White Dog Fell from the Sky

43



That night, a letter addressed to Isaac sat in one of three bulging canvas mail bags in the Mafeking train station. The bags were slumped, secured with heavy metal buckles at the top, each with a hole for a tag, sitting beneath a painted tin sign:

VIR GEBRUIK DEUR BLANKES

FOR USE BY WHITE PERSONS

THESE PUBLIC PREMISES AND THE AMENITIES

THEREOF HAVE BEEN RESERVED FOR THE

EXCLUSIVE USE OF WHITE PERSONS.

By Order Provincial Secretary

Inside the bags, letters from white and nonwhite persons were jumbled together, pressed against each other. Words from courts of law, lovers, mothers, car dealers, ministers, swindlers. Outside on the train platform, three lightbulbs shone at a distance from one another. The air was moist, the lights ringed with fog.

Nowhere can he find the man he once knew inside him. He’s nothing now, less than a bug. His lips are cracked, they’ve broken his thumbs. When he eats the food they slop into a bowl, he must hold his spoon between two fingers. Often it is too dark to see. He thinks, there is nothing that a man will not do to another man. Every moment, he is afraid. It is what they’ve wanted all along.

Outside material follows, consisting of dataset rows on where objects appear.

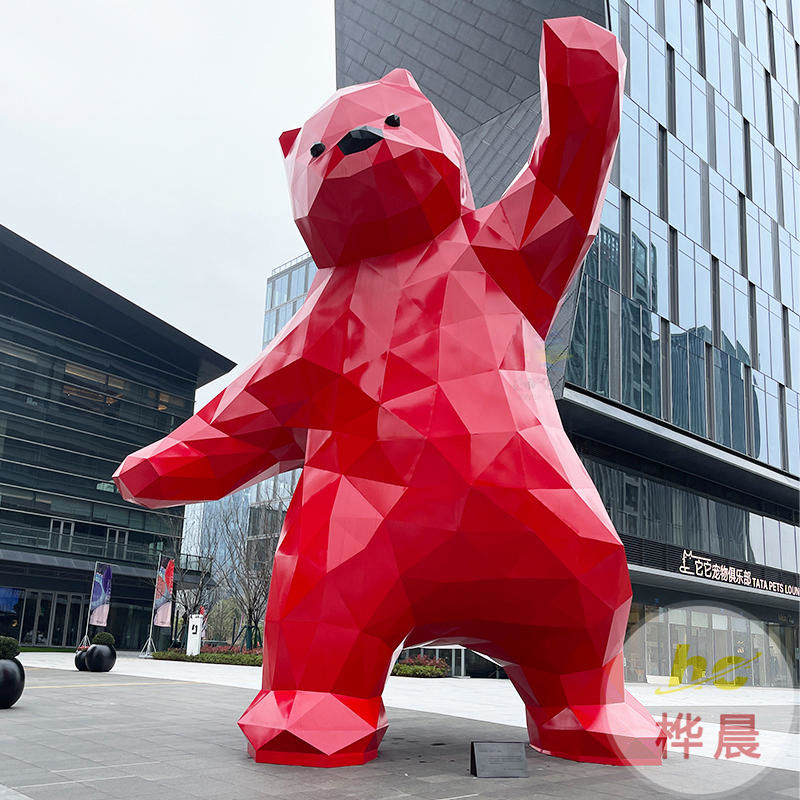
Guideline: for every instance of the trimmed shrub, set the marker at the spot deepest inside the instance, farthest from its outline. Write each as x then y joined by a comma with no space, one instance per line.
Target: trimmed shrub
227,657
421,667
9,648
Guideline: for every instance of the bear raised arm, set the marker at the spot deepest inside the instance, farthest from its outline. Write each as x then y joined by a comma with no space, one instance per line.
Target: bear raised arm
533,240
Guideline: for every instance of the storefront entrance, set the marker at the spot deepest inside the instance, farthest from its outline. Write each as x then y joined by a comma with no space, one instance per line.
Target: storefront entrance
52,619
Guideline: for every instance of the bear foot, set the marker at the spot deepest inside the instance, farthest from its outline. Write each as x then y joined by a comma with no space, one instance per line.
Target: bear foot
313,729
616,733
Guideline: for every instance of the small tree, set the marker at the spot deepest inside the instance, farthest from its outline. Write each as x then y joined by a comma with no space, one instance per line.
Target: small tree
194,583
247,566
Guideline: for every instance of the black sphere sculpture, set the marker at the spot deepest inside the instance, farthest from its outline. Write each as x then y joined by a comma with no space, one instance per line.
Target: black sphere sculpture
12,674
100,658
80,660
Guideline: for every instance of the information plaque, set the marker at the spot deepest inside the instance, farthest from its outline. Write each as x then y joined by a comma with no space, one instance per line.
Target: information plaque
498,760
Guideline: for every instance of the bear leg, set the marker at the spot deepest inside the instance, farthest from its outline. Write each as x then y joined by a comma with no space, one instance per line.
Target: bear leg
335,617
587,716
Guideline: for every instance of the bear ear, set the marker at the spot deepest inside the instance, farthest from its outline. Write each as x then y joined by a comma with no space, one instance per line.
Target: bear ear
287,140
400,77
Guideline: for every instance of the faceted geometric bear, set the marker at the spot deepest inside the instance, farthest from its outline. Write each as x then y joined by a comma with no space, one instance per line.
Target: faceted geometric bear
440,498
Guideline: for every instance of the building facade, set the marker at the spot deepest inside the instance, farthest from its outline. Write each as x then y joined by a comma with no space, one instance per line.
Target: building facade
676,359
86,377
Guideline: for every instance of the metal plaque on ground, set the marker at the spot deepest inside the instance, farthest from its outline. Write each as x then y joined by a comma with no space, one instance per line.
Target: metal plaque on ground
498,760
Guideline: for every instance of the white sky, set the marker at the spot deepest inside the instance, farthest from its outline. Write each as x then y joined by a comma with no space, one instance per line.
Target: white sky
139,143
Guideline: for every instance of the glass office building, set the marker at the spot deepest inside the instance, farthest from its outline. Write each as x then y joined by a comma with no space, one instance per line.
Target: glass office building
286,290
86,377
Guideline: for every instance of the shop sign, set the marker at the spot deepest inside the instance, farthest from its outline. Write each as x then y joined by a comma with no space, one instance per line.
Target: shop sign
706,567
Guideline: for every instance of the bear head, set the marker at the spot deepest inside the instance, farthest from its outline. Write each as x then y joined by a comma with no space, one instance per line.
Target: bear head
375,170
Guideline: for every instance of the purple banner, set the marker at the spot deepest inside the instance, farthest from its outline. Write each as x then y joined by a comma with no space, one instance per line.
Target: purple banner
163,599
101,595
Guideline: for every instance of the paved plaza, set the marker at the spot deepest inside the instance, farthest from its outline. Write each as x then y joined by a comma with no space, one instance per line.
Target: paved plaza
157,729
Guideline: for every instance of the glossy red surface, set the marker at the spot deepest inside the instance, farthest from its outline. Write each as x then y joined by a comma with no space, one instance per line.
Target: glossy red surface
440,498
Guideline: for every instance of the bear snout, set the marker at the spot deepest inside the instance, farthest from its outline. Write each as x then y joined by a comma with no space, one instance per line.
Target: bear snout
359,139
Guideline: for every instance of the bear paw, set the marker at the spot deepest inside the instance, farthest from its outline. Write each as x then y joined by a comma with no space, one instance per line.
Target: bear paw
313,729
615,733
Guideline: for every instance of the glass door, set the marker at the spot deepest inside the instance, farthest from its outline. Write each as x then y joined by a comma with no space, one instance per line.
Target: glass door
76,623
59,620
37,620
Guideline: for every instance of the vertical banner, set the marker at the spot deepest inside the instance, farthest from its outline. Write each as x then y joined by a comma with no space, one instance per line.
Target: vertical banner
163,600
100,601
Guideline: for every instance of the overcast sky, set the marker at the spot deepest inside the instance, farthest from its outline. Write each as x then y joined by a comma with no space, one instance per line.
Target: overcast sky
138,143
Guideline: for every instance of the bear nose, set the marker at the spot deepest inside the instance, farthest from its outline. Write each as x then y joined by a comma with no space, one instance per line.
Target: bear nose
359,139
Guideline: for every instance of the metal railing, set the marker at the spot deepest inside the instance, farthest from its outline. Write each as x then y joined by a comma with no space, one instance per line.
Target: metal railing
93,547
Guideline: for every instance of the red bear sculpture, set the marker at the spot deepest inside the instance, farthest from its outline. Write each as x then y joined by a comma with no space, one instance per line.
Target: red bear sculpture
440,498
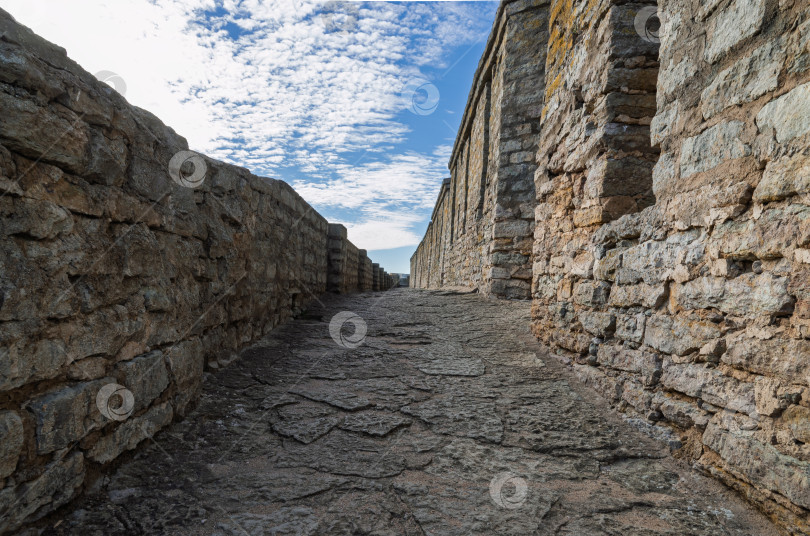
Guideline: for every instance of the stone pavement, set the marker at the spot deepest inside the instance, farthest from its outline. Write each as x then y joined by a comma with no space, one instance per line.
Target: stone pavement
446,419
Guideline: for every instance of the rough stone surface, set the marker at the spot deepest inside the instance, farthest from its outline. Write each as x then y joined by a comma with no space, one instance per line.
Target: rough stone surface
480,234
422,459
115,272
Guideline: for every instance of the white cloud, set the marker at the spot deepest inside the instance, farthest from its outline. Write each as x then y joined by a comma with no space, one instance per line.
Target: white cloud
291,92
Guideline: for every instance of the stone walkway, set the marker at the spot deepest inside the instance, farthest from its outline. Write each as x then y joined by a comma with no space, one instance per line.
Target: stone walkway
447,419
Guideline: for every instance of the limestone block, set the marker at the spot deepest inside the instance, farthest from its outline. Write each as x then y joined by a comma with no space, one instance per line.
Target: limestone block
798,420
788,359
65,415
130,433
748,294
678,335
746,80
599,324
760,463
710,385
711,148
56,486
630,327
767,399
146,376
683,414
783,178
740,20
789,115
11,441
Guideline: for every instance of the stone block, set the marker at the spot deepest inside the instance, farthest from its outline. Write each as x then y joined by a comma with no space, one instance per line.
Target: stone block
56,486
788,359
11,441
783,178
678,335
66,415
711,148
746,295
591,293
710,385
789,115
745,81
130,433
760,463
797,418
738,21
630,327
146,376
599,324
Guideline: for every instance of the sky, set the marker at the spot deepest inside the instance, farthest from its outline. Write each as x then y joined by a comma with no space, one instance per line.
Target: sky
355,104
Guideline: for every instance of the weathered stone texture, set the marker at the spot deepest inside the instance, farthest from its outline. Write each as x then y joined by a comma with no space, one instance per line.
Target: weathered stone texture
114,273
480,235
708,286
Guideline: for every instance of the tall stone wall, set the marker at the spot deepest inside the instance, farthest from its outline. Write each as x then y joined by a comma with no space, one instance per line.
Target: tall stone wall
365,278
480,235
671,247
124,273
691,313
344,261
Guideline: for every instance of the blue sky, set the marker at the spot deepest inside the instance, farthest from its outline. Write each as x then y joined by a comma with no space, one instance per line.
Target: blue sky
356,104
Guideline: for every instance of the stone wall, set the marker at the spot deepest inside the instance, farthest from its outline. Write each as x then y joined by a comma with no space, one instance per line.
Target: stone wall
344,262
365,278
691,313
125,273
671,255
480,235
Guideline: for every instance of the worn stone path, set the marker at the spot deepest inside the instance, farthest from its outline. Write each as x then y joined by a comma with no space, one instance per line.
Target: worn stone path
447,419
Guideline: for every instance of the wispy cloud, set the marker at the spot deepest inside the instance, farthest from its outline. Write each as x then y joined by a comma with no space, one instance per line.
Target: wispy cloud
294,89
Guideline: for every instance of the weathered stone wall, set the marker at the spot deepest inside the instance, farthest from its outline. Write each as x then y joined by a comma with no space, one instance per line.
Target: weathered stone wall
344,261
691,313
115,270
480,235
365,278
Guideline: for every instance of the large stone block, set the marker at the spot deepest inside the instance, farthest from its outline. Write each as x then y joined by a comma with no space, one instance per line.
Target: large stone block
783,178
66,415
11,441
789,115
738,21
714,146
784,358
710,385
746,80
760,463
746,295
146,376
130,433
677,335
56,486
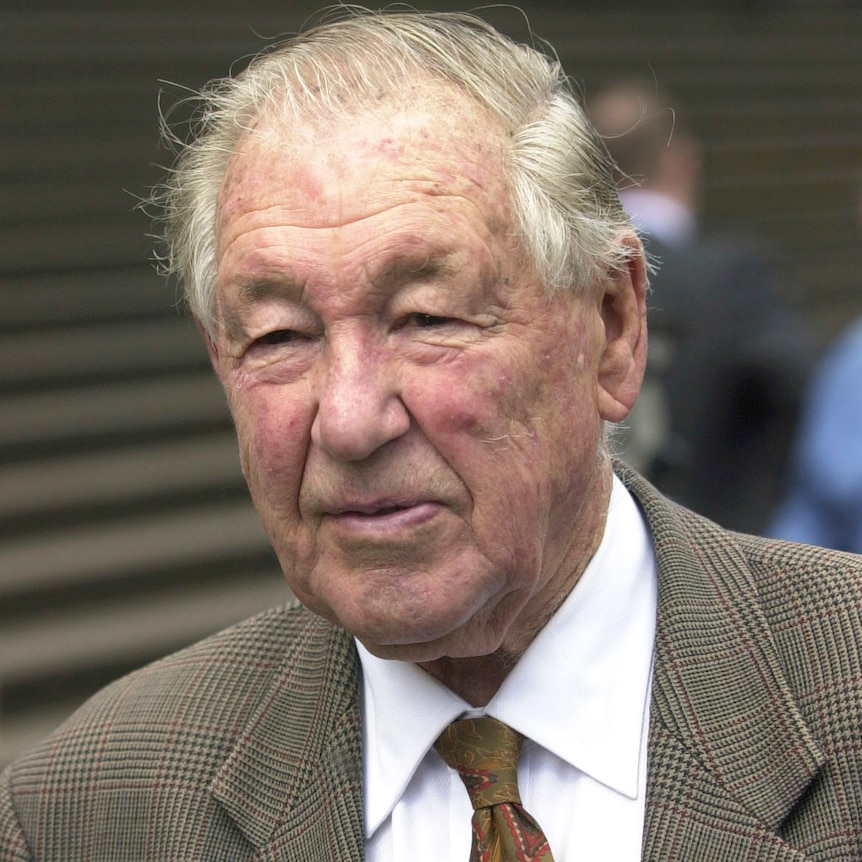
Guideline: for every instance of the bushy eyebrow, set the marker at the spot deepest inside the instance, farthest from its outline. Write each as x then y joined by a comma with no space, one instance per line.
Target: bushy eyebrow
406,268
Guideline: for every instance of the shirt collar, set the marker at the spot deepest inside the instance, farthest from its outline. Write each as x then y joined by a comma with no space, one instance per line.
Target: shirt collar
591,663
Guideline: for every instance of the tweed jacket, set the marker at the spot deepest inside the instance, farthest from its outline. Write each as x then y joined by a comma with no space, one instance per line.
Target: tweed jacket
247,746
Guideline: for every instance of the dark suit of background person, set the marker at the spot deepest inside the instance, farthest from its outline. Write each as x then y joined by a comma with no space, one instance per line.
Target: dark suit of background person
249,745
728,359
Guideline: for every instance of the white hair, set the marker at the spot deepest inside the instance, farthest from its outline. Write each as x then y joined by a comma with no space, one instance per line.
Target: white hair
559,175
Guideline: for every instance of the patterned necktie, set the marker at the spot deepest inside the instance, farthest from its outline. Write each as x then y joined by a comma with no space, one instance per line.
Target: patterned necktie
486,752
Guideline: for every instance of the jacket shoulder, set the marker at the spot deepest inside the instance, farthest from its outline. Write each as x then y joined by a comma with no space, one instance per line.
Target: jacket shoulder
190,704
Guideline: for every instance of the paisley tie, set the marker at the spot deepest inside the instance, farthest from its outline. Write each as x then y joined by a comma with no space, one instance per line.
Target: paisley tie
485,752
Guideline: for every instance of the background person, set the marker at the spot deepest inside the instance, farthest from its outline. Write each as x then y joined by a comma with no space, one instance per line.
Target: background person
728,358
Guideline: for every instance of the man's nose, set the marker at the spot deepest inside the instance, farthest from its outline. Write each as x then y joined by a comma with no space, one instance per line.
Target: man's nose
359,408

Fear is the mystery. If he can conquer that, he is no longer theirs. But he is unable to make his mind bend away from the place where a small animal inside him is cornered and terrified.

Sometimes he remembers his brothers and sisters. He remembers caring for them when his mother was taken away for the passbook violations, how he looked for food day and night, until he had turned into a sniffing dog-boy, food-hunting machine.

He has nearly forgotten the letter he wrote to his mother and her employers before he was deported, saying that he would care for his sister and two brothers. Those he loves have all but disappeared, squashed thin and hard and cold as glass in the small place he has managed to keep alive inside. It will not be possible much longer. Soon the hyena men will have all of him.

Something in his head hums ceaselessly, low in pitch. He feels the terror like a pit inside him. He forces his mind to crawl out of it.

He turns the pages of his medical textbook over in his mind, reviewing the bones of the hand. The wrist: scaphoid, lunate, triquetrum, pisiform, trapezium, trapezoid, capitate, hamate, arrayed in two rows of four, nestled in a bowl created by the hollow between the ulna and the radius. The five metacarpals of the palm. The fourteen digital bones, or phalanges, three on each finger (digitus secundus manus, digitus tertius, digitus annularis, digitus minimus manus), two on each thumb.

A small shaft of light comes in through the slit in the door. He looks at his right hand in the dimness. His thumb is swollen and blue. His other fingers also are swollen. He looks away.

Then the intrinsic muscle groups: the hypothenar and thenar muscles, the interossei muscles, and the lumbricals. The abductor pollicis brevis, opponens pollicis, flexor pollicis brevis, adductor pollicis brevis and opponens digiti minimi brevis, flexor digiti minimi brevis, abductor digiti minimi …

He hears footsteps, a metallic click. “Get up,” a voice says. “They want you.”